An adaptive business initiates change; an agile business reacts to it. The next generation of industry leaders will be companies that anticipate and take action to capture emergent opportunities, using their flexibility as a competitive advantage. They execute on strategies to find new revenue streams, pursue global expansion, and partner to scale faster. According to a recent study from Forrester, adaptive businesses grow at more than three times the industry average.
Stripe worked with The Economist Impact (formerly known as The Economist Intelligence Unit) on a research study that takes a deeper look into the core characteristics that make enterprises adaptive, the strategies leaders are pursuing as online commerce expands, and how the ability to navigate change is an enduring competitive advantage.
The analysis in the report is based on a survey of 600 C-level executives, and around a third of the respondents (34%) are based in Europe, with another third (33%) in North America, and the balance in Asia-Pacific. Their companies are distributed across a wide range of industries, with the largest representation from the financial services (15%), technology (15%) and retail (11%) sectors. Just over half (53%) of the respondents work in companies earning annual revenue of over US$500m, with the rest earning between US$100m and US$500m. Most of the companies represented (83%) are no older than 20 years, and 44% have existed for fewer than ten years.
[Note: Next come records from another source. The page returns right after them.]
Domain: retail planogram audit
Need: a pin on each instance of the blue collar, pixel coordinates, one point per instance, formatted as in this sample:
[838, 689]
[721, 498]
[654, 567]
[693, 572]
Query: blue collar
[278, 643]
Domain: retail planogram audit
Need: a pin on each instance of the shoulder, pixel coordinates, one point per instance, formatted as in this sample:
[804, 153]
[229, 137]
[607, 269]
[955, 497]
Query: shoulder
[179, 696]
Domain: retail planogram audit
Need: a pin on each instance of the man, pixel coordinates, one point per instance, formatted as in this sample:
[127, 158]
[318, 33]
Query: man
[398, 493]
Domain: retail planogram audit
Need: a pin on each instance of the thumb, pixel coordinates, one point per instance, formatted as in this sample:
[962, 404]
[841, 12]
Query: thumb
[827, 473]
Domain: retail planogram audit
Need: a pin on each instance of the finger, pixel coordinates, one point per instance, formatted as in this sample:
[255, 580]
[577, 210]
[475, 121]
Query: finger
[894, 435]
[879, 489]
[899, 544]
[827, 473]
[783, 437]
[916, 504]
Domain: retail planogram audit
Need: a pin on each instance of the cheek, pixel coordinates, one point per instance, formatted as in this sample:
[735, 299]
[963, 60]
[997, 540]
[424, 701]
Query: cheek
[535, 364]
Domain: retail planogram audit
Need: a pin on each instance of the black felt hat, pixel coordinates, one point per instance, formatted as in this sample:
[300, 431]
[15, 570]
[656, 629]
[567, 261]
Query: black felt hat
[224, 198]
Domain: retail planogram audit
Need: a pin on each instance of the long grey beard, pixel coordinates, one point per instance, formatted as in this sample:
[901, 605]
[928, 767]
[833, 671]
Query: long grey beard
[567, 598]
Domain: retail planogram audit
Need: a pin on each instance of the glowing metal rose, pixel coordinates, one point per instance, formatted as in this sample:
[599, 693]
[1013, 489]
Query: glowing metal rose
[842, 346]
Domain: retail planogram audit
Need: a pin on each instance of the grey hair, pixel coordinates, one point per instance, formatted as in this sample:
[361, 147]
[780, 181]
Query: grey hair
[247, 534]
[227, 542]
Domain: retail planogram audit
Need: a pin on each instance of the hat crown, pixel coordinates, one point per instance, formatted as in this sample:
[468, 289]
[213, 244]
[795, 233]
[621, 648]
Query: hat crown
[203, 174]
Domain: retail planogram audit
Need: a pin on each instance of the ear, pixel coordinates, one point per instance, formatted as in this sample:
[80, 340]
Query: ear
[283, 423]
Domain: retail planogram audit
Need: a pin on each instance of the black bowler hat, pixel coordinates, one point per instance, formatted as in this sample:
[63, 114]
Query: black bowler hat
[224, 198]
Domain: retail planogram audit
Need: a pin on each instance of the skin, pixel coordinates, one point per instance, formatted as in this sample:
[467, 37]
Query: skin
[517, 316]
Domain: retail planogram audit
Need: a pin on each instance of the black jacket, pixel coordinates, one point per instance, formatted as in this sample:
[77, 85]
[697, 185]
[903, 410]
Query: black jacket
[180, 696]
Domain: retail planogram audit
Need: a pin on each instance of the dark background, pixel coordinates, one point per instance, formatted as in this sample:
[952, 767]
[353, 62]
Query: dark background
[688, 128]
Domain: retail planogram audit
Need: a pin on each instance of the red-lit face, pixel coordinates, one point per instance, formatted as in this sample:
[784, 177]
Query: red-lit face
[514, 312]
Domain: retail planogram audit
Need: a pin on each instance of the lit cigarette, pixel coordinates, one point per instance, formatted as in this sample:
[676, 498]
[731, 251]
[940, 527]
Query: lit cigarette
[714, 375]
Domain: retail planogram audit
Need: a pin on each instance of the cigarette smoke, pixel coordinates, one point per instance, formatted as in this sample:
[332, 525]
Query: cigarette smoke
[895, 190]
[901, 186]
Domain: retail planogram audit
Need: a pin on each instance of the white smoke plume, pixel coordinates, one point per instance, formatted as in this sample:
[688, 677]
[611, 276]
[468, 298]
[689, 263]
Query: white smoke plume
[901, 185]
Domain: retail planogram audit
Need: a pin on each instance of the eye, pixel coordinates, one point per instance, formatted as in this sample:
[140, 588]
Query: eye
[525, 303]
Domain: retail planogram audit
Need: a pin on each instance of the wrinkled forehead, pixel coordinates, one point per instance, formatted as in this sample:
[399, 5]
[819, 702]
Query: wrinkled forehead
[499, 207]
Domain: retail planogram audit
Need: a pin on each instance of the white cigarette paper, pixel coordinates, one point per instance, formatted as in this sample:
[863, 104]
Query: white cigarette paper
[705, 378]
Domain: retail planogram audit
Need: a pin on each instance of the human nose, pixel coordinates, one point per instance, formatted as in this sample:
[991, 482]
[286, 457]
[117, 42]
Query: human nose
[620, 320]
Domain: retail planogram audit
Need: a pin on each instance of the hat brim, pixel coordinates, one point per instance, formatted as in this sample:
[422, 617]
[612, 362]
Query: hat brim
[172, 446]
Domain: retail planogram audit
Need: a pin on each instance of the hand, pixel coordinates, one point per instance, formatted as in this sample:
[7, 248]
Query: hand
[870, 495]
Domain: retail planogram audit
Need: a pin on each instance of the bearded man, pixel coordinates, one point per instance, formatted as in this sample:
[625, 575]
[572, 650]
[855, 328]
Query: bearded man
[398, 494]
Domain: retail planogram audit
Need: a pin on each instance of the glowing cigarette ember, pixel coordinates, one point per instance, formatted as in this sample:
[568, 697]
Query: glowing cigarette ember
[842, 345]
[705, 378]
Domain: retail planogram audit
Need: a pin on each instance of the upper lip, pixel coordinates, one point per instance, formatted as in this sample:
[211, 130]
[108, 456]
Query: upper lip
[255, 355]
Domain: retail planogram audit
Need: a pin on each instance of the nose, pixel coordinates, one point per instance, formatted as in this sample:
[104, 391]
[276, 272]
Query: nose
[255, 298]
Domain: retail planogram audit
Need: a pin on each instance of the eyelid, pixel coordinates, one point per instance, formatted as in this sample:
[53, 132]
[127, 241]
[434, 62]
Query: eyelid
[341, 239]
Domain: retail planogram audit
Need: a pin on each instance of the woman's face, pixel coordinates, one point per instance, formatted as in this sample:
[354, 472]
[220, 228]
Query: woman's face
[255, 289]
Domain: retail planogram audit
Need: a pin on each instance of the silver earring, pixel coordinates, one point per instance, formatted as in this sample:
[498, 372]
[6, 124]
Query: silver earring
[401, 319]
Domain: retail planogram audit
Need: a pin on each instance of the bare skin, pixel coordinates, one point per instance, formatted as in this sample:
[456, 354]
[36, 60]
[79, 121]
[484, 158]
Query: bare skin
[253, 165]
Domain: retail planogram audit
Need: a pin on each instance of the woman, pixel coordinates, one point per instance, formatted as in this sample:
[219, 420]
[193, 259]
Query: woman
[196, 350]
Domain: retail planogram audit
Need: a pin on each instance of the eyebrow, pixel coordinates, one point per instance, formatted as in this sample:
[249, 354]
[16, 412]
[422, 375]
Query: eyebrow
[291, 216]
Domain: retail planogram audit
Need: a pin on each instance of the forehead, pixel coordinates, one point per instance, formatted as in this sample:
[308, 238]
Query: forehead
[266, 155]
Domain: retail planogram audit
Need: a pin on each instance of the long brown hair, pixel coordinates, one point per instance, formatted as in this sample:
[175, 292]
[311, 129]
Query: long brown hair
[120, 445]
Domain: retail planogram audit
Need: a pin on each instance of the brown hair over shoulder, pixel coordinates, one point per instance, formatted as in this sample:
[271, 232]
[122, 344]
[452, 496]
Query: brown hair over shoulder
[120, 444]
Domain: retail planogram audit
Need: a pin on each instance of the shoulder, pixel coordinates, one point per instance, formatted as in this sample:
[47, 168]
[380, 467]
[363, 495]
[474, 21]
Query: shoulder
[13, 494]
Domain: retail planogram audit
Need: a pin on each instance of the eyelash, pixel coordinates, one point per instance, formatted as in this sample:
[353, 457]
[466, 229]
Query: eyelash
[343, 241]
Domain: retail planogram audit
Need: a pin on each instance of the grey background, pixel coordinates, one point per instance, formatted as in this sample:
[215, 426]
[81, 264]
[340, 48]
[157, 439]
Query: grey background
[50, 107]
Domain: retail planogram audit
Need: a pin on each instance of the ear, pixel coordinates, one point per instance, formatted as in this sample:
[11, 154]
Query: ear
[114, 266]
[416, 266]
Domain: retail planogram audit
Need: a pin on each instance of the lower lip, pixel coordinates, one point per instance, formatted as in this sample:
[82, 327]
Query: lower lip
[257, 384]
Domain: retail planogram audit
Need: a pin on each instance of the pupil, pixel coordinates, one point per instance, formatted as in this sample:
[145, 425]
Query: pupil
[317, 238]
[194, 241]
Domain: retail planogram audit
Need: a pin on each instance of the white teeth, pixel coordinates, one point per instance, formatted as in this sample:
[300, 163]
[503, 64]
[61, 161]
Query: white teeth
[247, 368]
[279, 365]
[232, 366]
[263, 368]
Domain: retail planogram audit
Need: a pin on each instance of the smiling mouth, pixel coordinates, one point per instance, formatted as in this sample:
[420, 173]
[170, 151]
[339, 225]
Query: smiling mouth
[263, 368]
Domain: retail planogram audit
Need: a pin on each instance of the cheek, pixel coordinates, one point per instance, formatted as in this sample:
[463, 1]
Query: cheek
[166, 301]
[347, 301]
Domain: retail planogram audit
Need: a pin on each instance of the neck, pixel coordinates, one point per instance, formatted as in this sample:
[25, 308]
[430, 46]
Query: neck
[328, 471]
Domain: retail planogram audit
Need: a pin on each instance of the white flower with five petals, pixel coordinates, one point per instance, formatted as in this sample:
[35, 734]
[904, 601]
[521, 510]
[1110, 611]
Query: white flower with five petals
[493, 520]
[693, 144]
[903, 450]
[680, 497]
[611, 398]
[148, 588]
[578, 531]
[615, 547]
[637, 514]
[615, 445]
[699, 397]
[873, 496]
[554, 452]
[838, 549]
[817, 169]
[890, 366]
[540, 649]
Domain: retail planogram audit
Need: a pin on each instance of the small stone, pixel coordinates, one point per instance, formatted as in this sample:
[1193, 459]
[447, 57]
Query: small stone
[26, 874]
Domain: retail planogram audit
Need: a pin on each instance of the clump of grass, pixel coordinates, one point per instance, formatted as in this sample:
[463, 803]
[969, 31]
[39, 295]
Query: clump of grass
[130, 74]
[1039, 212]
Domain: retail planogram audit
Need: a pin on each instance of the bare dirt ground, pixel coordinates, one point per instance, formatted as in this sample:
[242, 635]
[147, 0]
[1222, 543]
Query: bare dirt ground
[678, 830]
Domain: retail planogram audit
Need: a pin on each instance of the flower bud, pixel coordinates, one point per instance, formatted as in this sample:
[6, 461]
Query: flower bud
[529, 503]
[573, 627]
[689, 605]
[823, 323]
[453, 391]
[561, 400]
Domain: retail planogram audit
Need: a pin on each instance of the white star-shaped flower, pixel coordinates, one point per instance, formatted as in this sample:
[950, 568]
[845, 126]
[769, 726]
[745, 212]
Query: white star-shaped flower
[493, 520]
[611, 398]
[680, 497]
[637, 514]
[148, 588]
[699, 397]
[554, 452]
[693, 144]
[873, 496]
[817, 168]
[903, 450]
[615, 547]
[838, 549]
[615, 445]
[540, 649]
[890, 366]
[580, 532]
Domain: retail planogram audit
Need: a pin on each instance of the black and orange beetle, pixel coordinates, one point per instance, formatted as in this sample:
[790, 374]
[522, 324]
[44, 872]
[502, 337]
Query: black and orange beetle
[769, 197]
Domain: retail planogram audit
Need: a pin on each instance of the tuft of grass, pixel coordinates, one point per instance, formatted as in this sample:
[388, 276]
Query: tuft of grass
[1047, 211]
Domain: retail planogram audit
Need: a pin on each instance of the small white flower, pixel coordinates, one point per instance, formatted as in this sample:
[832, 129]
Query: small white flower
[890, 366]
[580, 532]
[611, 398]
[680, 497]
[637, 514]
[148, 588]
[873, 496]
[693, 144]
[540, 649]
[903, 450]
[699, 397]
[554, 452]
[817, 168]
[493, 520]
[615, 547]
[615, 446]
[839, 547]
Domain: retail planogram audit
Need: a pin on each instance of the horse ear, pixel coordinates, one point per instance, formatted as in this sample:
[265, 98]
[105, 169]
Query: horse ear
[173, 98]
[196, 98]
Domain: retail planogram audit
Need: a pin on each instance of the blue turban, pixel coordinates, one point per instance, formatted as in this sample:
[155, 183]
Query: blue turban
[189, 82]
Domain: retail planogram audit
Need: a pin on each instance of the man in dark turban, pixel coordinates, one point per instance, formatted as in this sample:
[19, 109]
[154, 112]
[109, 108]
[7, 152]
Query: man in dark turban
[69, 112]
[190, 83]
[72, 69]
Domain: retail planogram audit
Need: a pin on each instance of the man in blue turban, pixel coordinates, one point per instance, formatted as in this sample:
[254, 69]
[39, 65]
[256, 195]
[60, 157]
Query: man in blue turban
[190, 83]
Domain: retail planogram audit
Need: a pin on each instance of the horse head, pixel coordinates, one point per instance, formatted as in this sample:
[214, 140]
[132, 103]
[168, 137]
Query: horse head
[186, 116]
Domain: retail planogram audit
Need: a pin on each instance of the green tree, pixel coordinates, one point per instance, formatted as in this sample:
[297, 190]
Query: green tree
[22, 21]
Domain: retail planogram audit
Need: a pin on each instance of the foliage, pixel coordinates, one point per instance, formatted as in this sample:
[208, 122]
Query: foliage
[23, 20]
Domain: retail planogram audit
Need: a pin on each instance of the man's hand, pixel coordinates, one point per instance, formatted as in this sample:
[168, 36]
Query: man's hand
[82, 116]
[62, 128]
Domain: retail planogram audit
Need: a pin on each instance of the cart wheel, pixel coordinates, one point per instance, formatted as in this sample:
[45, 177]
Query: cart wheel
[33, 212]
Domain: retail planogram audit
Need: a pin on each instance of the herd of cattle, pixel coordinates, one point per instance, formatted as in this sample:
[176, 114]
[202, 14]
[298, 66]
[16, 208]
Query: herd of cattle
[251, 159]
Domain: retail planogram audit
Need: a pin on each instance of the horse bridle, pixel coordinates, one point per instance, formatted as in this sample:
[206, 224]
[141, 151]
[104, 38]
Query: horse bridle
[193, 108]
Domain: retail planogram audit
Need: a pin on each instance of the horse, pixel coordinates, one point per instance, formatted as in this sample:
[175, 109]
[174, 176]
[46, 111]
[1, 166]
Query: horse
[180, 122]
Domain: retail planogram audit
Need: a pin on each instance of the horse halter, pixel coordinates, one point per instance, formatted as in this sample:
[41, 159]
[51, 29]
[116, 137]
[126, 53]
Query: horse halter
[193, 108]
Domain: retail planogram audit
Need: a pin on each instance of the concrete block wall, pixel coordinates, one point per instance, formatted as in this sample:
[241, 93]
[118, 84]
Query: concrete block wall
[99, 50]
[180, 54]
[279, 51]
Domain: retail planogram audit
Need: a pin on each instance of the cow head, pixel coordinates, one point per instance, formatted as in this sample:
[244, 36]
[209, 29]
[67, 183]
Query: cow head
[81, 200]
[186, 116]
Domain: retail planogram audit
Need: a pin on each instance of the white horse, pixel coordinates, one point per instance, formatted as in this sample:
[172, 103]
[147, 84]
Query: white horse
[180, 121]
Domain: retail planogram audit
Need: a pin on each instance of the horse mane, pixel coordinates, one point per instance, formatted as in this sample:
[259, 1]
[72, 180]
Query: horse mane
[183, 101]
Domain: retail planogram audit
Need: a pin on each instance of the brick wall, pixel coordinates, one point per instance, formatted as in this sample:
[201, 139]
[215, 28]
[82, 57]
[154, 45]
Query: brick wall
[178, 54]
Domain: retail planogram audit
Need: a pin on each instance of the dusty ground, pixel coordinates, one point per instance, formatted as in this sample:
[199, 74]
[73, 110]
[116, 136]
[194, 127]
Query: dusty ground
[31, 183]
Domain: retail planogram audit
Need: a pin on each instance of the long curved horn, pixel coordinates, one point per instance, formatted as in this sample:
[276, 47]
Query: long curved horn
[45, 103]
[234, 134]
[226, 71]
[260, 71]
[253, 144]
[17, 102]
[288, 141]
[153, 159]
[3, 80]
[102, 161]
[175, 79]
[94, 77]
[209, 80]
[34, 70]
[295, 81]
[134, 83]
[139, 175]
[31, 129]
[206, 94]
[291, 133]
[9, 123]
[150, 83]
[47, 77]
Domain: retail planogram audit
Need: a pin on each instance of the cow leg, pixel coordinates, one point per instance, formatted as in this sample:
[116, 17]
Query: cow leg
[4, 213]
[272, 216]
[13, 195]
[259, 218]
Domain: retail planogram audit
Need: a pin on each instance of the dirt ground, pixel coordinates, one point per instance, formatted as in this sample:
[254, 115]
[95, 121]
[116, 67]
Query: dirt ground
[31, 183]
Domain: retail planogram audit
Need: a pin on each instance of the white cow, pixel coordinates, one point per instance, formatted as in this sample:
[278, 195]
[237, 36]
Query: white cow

The Covid-19 pandemic brought about profound change, affecting long- standing consumer behaviours and preferences, and in some cases permanently changing competitive landscapes. Businesses had to make consequential decisions in short order—rapidly modifying business models, accelerating digital transformation, seeking out new revenue streams, moving or re-thinking supply chains, entering new product or geographic markets, and improving online customer experiences.
The past two years have created an inflection point for enterprises—one that is likely to define business success for the next decade. Risks to business are considerable, yet organizations that are able to successfully navigate disruption while positioning themselves for growth can be a competitive advantage in today’s global economy. The findings in this report detail characteristics of an adaptive enterprise.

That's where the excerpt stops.